My wife and I recently moved from Portland, OR to Ann Arbor, MI. Among the cacophony of change that is involved with a move like that, we of course changed to the local utility company. Browsing around in their billing application one day I came across a page that showed a daily graph of our energy usage, supposedly valid through yesterday for both gas and electric. And it has a button that spits out a CSV file of the date, which means if I actually wanted to I could build my own tool to analyze our usage.
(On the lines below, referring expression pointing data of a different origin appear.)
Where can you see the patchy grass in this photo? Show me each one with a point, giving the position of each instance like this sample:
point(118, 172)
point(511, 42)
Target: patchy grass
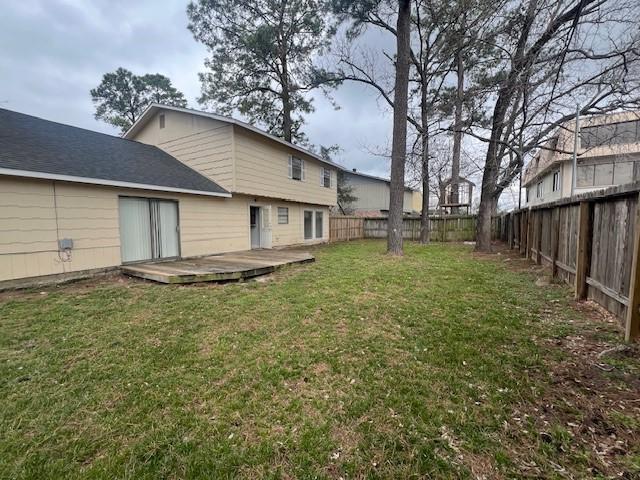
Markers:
point(438, 364)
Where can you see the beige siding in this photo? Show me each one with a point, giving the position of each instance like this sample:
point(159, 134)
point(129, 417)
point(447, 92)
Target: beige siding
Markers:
point(262, 169)
point(89, 216)
point(204, 144)
point(292, 233)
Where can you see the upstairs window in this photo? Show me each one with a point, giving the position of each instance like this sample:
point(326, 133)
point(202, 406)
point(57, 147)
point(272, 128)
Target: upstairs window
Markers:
point(610, 134)
point(325, 177)
point(283, 215)
point(556, 181)
point(296, 168)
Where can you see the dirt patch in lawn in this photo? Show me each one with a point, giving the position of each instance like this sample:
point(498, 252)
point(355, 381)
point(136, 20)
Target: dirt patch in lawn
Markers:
point(589, 411)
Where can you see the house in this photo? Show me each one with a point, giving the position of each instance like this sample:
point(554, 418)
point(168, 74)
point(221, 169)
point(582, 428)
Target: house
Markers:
point(372, 194)
point(180, 184)
point(608, 154)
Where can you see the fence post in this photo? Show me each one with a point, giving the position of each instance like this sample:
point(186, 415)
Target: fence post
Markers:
point(555, 240)
point(540, 215)
point(583, 256)
point(523, 232)
point(529, 251)
point(510, 230)
point(632, 324)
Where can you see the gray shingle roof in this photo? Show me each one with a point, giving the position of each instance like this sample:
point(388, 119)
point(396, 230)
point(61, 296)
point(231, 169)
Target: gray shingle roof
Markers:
point(37, 145)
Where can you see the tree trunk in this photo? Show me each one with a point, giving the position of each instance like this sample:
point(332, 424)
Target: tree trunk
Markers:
point(399, 142)
point(424, 120)
point(457, 134)
point(424, 214)
point(287, 124)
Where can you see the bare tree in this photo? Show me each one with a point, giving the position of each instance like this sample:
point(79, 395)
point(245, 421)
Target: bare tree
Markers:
point(555, 54)
point(399, 142)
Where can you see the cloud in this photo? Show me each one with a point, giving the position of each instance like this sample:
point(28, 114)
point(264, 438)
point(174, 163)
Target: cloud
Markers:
point(55, 51)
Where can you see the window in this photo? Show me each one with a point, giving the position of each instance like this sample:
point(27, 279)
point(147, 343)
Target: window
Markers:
point(623, 173)
point(283, 215)
point(584, 176)
point(611, 134)
point(319, 228)
point(308, 225)
point(296, 168)
point(556, 181)
point(325, 177)
point(603, 174)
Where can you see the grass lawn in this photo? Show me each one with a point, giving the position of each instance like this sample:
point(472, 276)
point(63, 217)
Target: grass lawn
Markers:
point(438, 364)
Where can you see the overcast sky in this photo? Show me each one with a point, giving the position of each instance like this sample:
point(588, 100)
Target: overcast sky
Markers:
point(55, 51)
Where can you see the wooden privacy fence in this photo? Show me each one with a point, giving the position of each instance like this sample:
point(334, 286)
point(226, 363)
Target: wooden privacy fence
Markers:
point(590, 241)
point(453, 228)
point(345, 228)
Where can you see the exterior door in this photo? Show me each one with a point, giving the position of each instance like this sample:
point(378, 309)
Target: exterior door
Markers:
point(265, 230)
point(135, 229)
point(254, 225)
point(167, 234)
point(148, 229)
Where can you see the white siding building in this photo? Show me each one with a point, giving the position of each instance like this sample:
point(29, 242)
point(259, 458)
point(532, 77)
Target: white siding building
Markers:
point(608, 154)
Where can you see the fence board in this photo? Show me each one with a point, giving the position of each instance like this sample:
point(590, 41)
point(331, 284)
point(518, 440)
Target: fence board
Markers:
point(441, 229)
point(607, 229)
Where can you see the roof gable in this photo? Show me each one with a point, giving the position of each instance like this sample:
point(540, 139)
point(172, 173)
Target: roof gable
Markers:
point(152, 109)
point(31, 146)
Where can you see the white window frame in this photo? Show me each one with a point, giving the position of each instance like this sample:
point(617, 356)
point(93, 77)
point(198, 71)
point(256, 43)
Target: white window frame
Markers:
point(285, 214)
point(324, 173)
point(302, 174)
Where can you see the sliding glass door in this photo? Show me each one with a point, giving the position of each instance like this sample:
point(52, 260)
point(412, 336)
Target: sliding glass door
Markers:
point(148, 229)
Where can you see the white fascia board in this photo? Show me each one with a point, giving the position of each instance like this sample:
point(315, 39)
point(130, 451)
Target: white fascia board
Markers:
point(110, 183)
This got me thinking about all of the little databases out there that have data about me that I might actually consider useful. Useful, in this case, means that by looking some combination of the data I could draw some useful conclusions and take some sort of action. Here's a list of the ones that immediately came to mind:
Some of the things in that list have easily accessed APIs, like RunKeeper and Withings. Some of them you can export the data manually to CSVs. And then some of them really should have an API but don't, like LoseIt. And then what if we could add more data? Things like how often we run the clothes dryer, how often the furnace or AC kicks in and for how long, whether we're in the house or not, etc.
None of this is Big Data. This is all Little Data. It's reminiscent of the Quantified Self movement, but it's more about combining existing data sets into a unified whole than synthesizing new data.
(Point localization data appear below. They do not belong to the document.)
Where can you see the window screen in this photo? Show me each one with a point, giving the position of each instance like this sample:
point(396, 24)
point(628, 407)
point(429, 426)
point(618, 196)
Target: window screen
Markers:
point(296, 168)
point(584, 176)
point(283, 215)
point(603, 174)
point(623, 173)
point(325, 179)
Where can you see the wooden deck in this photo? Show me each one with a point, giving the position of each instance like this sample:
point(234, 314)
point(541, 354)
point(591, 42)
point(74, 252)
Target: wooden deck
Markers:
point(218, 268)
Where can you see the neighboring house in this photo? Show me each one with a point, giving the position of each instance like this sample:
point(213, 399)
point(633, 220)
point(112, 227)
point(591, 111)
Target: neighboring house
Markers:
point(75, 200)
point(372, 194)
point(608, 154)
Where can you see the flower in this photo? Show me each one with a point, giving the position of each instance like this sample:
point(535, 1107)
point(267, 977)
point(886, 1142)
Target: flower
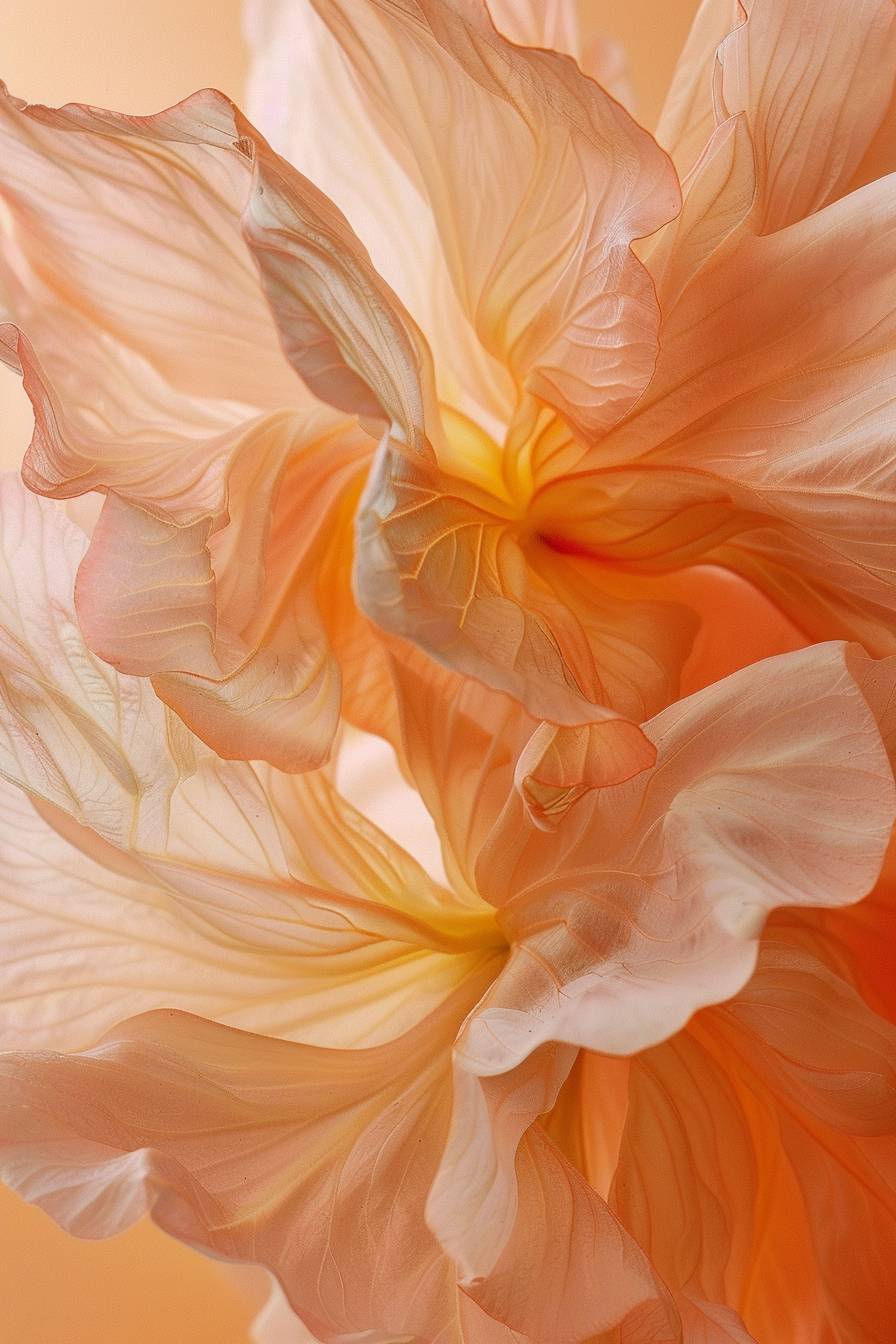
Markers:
point(508, 454)
point(572, 440)
point(357, 1105)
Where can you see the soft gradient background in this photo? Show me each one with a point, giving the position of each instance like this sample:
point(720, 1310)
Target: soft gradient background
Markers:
point(140, 57)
I've gone so far as to build isolated silos for some of these data sets. For example, I track my finances using ledger and a variety of home-grown tools. My email gets backed up hourly and that's provided some useful data occasionally. Even so, all of it is still in individual silos. Ideally I would be able to dump all of this into some kind of personal "data soup" that I could query with a unified interface and build analytics tools on top of.
At this point I have a bunch of questions and no answers. What shape does the data soup take? How does data get in, how would it get queried? What questions could I realistically answer? I'm going to keep thinking about this and hopefully you will too.